You’ve probably heard us say that “two-day free and fast shipping weren’t an expectation that you created for your customers; that was something that Amazon did without your permission.”

And, sure, that argument has been made time and again — customers have expectations, and if you don’t meet them someone else will.

But what are the next generation of customer expectations? And how do AI, social media, and multiplayer collaboration tools create new and unanticipated customer expectations?

Today on Insiders we’re going to break down an emergent subcultural behavior — something we’re calling Mockup Culture — and we’re going to examine how it, and similar behaviors are a new form of individual participation that leads to group expectations.

By pitching products in a public arena with varying degrees of feasibility, Mockup Culture is extending hyperstition into reality and shaping new customer expectations.

What is Mockup Culture?

Mockup culture is a new form of meme where graphic designers create images of new digital products, or alter existing ones, to make critique about consumerism or technology.

In the culture of mocking up user interfaces (UI), we no longer see the meme template of the early aughts. Instead, we see familiar shopping and social media interfaces, lightly-yet-plausibly modified, to gain additional features that result in funny critiques about the modern world.

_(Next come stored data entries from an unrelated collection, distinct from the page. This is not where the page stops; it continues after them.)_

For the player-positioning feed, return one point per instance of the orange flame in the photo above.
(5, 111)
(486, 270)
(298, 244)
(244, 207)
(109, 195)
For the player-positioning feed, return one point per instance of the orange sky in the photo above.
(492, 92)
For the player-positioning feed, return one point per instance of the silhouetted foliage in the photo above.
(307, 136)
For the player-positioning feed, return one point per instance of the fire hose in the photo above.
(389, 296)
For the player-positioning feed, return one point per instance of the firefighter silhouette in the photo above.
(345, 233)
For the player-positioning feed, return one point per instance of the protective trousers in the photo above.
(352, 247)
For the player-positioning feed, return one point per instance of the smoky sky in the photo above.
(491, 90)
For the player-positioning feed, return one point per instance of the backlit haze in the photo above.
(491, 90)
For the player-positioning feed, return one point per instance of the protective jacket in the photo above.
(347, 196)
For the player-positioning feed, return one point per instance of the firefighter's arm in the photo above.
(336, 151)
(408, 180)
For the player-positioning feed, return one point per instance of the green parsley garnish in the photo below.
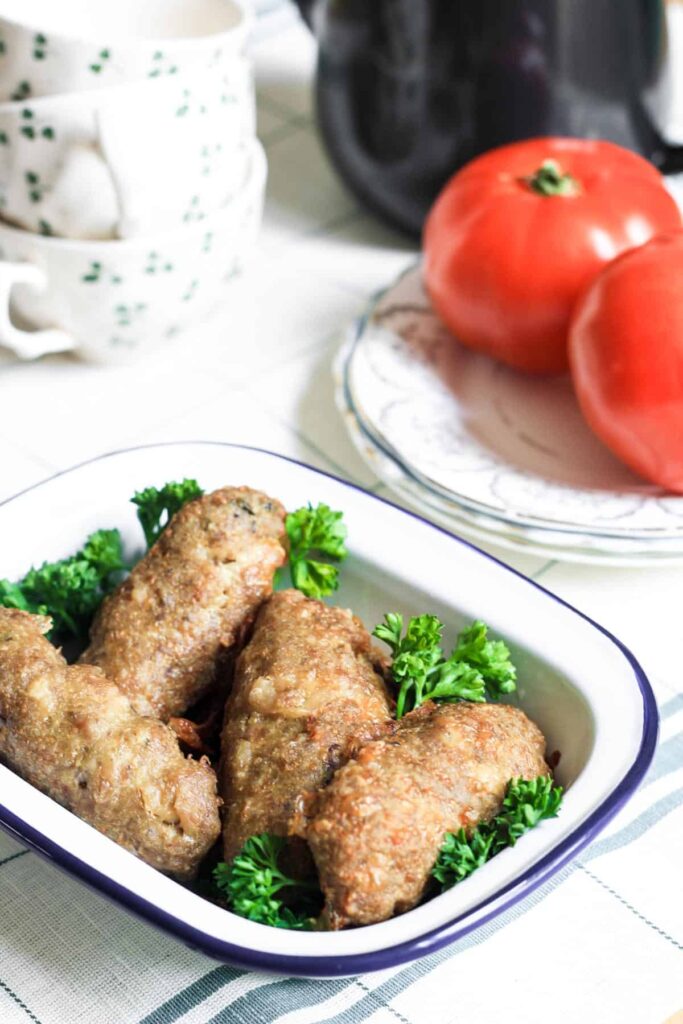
(253, 881)
(315, 531)
(72, 589)
(525, 804)
(157, 506)
(478, 669)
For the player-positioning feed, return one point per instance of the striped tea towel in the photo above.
(600, 943)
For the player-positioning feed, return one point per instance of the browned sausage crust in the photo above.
(160, 635)
(381, 821)
(73, 734)
(306, 692)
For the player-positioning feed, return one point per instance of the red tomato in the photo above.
(626, 350)
(509, 246)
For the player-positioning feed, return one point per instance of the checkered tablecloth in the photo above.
(602, 942)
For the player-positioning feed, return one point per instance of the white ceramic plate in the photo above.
(505, 452)
(585, 690)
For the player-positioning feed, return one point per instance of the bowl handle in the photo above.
(27, 344)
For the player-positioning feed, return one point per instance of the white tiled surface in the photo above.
(261, 373)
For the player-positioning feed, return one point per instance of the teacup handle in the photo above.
(27, 344)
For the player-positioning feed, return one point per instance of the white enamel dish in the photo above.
(583, 687)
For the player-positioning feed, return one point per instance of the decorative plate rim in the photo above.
(523, 519)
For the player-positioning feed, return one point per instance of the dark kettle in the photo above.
(410, 90)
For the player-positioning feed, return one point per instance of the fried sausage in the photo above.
(306, 692)
(72, 733)
(161, 635)
(381, 822)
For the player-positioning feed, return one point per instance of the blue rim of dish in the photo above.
(429, 942)
(528, 522)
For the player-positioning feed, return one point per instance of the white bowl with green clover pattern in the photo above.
(110, 301)
(49, 47)
(127, 161)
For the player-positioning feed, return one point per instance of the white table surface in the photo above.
(261, 375)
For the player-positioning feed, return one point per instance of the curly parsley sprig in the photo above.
(157, 506)
(478, 669)
(253, 881)
(72, 589)
(313, 532)
(525, 804)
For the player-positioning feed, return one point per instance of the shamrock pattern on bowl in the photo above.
(111, 299)
(49, 48)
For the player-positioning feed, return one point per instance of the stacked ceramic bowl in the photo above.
(131, 181)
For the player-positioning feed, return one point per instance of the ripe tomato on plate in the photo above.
(519, 232)
(626, 349)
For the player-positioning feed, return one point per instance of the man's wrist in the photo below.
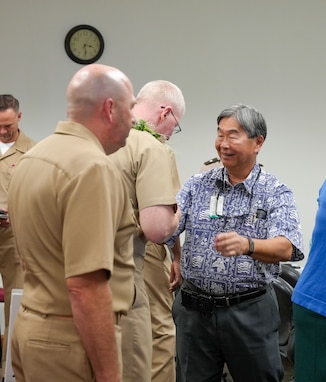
(251, 247)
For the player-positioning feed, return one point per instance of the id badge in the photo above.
(216, 206)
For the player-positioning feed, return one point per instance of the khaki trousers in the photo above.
(49, 348)
(137, 333)
(157, 271)
(11, 273)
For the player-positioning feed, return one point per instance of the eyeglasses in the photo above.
(177, 128)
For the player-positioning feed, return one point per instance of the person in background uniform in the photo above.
(161, 104)
(309, 305)
(73, 225)
(150, 171)
(240, 222)
(13, 144)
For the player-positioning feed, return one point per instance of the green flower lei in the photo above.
(142, 126)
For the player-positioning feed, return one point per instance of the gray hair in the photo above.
(8, 101)
(249, 119)
(164, 92)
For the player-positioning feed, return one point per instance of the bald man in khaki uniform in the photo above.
(13, 144)
(74, 225)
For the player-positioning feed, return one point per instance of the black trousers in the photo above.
(244, 336)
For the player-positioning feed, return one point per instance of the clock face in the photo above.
(84, 44)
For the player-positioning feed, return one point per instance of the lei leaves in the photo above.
(142, 126)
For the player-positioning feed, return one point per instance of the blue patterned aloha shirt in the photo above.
(260, 207)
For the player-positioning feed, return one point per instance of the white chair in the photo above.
(16, 295)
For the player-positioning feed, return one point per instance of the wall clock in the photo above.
(84, 44)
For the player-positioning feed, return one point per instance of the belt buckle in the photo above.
(205, 304)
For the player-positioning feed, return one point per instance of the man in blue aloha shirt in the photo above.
(240, 222)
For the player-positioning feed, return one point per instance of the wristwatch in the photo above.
(251, 247)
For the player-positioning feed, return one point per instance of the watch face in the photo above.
(84, 44)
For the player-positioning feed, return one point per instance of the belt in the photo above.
(45, 315)
(206, 303)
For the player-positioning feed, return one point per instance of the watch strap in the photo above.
(251, 247)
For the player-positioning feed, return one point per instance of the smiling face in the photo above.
(9, 120)
(237, 152)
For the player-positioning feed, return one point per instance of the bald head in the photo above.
(164, 93)
(91, 86)
(101, 98)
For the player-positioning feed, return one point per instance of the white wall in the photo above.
(266, 53)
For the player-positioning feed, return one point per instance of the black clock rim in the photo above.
(67, 44)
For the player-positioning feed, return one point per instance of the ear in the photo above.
(165, 112)
(259, 142)
(108, 107)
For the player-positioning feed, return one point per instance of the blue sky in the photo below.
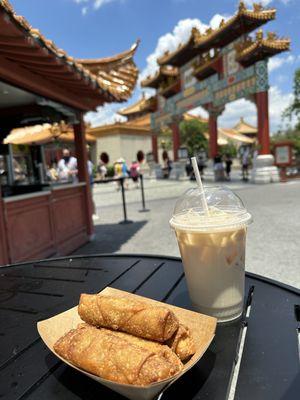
(99, 28)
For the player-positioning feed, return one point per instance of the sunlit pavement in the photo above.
(273, 238)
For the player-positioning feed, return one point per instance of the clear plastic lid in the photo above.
(226, 210)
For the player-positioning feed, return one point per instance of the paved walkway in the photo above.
(273, 238)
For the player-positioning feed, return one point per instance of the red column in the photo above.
(154, 147)
(4, 257)
(262, 103)
(83, 175)
(176, 139)
(213, 135)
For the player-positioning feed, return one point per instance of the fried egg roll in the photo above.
(131, 316)
(113, 358)
(182, 343)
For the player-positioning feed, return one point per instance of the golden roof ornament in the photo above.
(257, 7)
(222, 23)
(272, 36)
(196, 34)
(208, 31)
(259, 35)
(242, 7)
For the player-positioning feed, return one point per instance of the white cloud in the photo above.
(278, 101)
(277, 62)
(170, 41)
(264, 2)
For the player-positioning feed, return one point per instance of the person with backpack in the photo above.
(135, 173)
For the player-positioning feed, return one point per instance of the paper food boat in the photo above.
(201, 326)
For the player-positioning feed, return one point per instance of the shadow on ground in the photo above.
(109, 238)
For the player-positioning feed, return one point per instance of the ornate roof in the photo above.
(161, 74)
(109, 79)
(118, 71)
(141, 106)
(251, 50)
(244, 21)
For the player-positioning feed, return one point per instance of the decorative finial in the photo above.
(259, 35)
(242, 6)
(257, 7)
(271, 36)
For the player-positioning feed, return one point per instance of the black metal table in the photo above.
(30, 292)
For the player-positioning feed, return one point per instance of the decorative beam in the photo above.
(25, 79)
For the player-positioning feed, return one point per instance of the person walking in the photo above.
(245, 164)
(102, 165)
(67, 167)
(135, 173)
(228, 164)
(218, 168)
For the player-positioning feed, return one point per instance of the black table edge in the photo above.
(171, 258)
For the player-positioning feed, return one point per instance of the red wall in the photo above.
(53, 223)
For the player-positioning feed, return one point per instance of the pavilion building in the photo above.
(40, 83)
(244, 128)
(215, 67)
(124, 139)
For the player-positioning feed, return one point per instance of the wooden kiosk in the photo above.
(40, 83)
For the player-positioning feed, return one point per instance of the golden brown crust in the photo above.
(113, 358)
(131, 316)
(182, 343)
(158, 348)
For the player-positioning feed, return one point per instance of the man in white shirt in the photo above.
(67, 167)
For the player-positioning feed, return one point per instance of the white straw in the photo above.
(199, 182)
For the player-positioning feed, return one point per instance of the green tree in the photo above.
(290, 134)
(228, 148)
(192, 135)
(294, 107)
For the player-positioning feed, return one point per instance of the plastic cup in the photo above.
(212, 248)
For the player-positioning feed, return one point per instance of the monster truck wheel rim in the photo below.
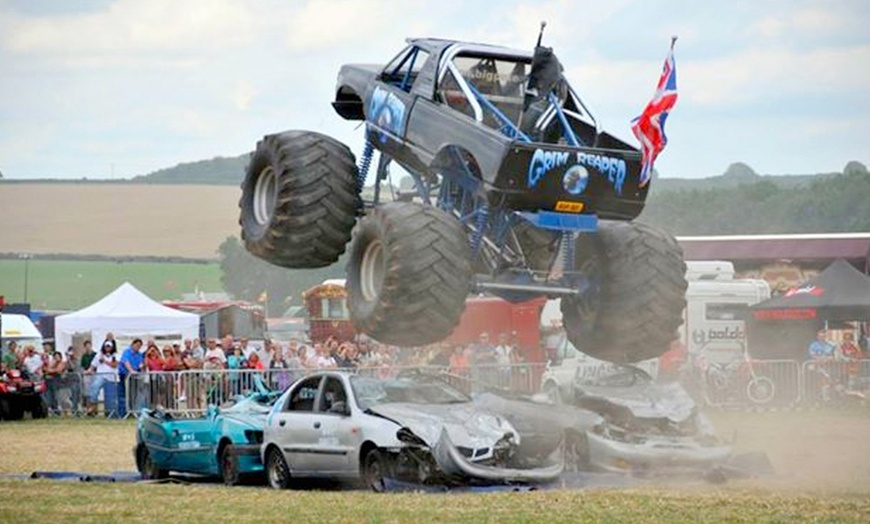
(265, 192)
(372, 271)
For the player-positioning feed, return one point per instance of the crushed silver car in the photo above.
(417, 429)
(648, 427)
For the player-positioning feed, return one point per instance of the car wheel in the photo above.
(146, 465)
(277, 471)
(408, 274)
(299, 200)
(577, 451)
(229, 465)
(375, 470)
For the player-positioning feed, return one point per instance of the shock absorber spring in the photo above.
(482, 218)
(365, 162)
(567, 250)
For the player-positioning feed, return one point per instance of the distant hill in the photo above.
(231, 170)
(219, 171)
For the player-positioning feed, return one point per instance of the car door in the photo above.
(294, 426)
(389, 102)
(338, 436)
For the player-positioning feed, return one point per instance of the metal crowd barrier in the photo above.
(752, 383)
(743, 384)
(191, 391)
(835, 383)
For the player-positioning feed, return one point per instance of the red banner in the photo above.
(786, 314)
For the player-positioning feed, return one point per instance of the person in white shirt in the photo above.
(105, 368)
(214, 353)
(32, 362)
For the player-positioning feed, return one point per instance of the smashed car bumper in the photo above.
(653, 455)
(452, 462)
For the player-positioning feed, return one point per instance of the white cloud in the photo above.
(759, 75)
(244, 94)
(168, 29)
(817, 20)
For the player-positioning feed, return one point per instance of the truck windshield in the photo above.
(500, 81)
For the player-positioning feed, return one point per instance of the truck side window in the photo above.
(402, 71)
(451, 94)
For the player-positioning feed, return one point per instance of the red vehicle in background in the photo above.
(19, 394)
(328, 317)
(494, 316)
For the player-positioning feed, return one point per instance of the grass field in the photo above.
(117, 219)
(58, 284)
(821, 459)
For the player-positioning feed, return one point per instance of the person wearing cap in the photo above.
(215, 355)
(105, 369)
(132, 362)
(72, 379)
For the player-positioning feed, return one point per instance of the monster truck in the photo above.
(517, 192)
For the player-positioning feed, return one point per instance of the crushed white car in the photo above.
(417, 429)
(648, 428)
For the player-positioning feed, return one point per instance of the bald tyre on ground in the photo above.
(408, 274)
(299, 200)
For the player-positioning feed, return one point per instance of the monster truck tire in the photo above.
(408, 274)
(299, 200)
(638, 293)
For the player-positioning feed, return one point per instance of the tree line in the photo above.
(737, 203)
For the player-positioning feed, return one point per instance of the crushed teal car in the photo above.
(224, 443)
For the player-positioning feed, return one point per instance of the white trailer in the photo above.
(713, 325)
(716, 306)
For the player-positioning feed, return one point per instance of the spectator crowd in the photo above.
(79, 382)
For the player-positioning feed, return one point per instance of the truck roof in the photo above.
(436, 45)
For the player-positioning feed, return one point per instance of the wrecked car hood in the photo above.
(467, 425)
(642, 399)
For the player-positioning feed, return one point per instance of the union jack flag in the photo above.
(649, 127)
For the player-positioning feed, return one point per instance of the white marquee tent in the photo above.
(127, 313)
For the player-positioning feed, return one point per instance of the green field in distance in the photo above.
(71, 285)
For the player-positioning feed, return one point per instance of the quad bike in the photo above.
(517, 192)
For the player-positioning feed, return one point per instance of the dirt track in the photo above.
(117, 219)
(809, 450)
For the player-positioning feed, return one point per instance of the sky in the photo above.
(110, 89)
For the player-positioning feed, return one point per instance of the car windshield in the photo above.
(370, 392)
(620, 376)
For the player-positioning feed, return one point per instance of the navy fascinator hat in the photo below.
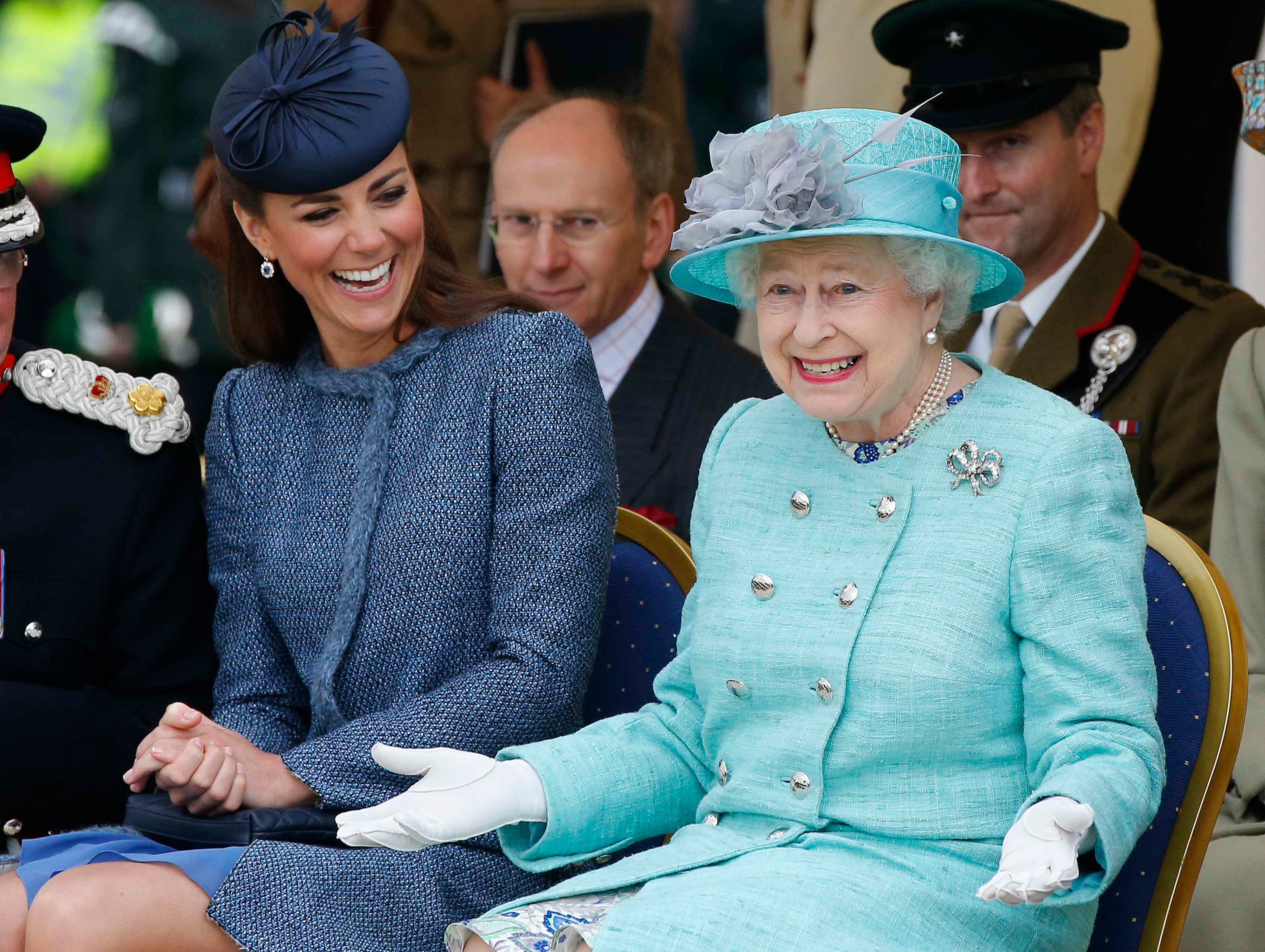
(310, 111)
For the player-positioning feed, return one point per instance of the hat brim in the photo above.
(704, 273)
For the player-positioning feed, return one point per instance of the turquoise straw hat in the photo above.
(829, 172)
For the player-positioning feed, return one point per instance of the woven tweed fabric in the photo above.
(413, 553)
(995, 655)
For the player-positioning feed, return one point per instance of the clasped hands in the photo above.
(462, 796)
(209, 769)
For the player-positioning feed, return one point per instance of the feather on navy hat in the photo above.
(309, 111)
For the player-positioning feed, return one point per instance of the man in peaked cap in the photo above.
(1128, 337)
(104, 601)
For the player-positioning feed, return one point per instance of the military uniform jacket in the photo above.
(107, 608)
(840, 750)
(1163, 400)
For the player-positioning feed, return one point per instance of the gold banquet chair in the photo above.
(652, 572)
(1201, 665)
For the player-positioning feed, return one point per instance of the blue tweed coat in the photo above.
(412, 553)
(995, 654)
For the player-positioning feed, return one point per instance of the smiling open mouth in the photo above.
(366, 281)
(830, 369)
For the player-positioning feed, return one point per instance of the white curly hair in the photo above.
(929, 267)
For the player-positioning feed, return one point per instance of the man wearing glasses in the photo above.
(106, 607)
(581, 218)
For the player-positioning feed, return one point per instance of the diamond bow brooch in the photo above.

Pictured: “Pay to skip the line” by popular mockup creator Soren Iverson

Pictured: “Pay to skip the line” by popular mockup creator Soren Iverson

In one mockup you can pay to skip the line at Starbucks. In another, the cost of a meeting is displayed in a calendar invite as a function of the salaries of those in attendance.

Perhaps Uber Eats rolls out a “leftovers” feature, where you pay 60% less for (ahem) “gently-used” food.

Those participating in mockup culture are thoroughly versed in the current digital economy. Like the art collective MSCHF, the modern dadaists are using the very medium that is the ire of their critique in order to make a statement. MSCHF uses shoes. Mockup Culture uses digital interface design.

Pictured: “The true cost of a meeting” by Krystal Wu.

Pictured: “The true cost of a meeting” by Krystal Wu.

Because mockup culture centers in on popular user interfaces, it often takes aim at human behavior. Many pieces coming out of this emergent subculture on Twitter, Dribble, Are.na, and other places where designers congregate, make commentary about commerce itself, and the consumerism on which commerce depends.

Tools Drive the Aesthetic, Even for Mockups

It cannot be understated that digital UI design is now a medium for artistic expression. Media theorist Marshall McLuhan said it best: “the medium is the message.” By using a tool like Figma or Framer to produce plausible design iterations, mockup culture seeks to steer the discourse amongst industry insiders.

The designs look native because they’re produced by the very tools that create the genuine artifacts.

Some aesthetic decisions, and the genres that emerge as a result of them, are due to the tools themselves. The tools enable a certain type of “look” which becomes more pervasive as a tool becomes more popular amongst designers. This can be felt no only in UI design, but in commercial print and even CPG packaging designs, as some have pointed out with the recent refresh of the General Mills snack portfolio.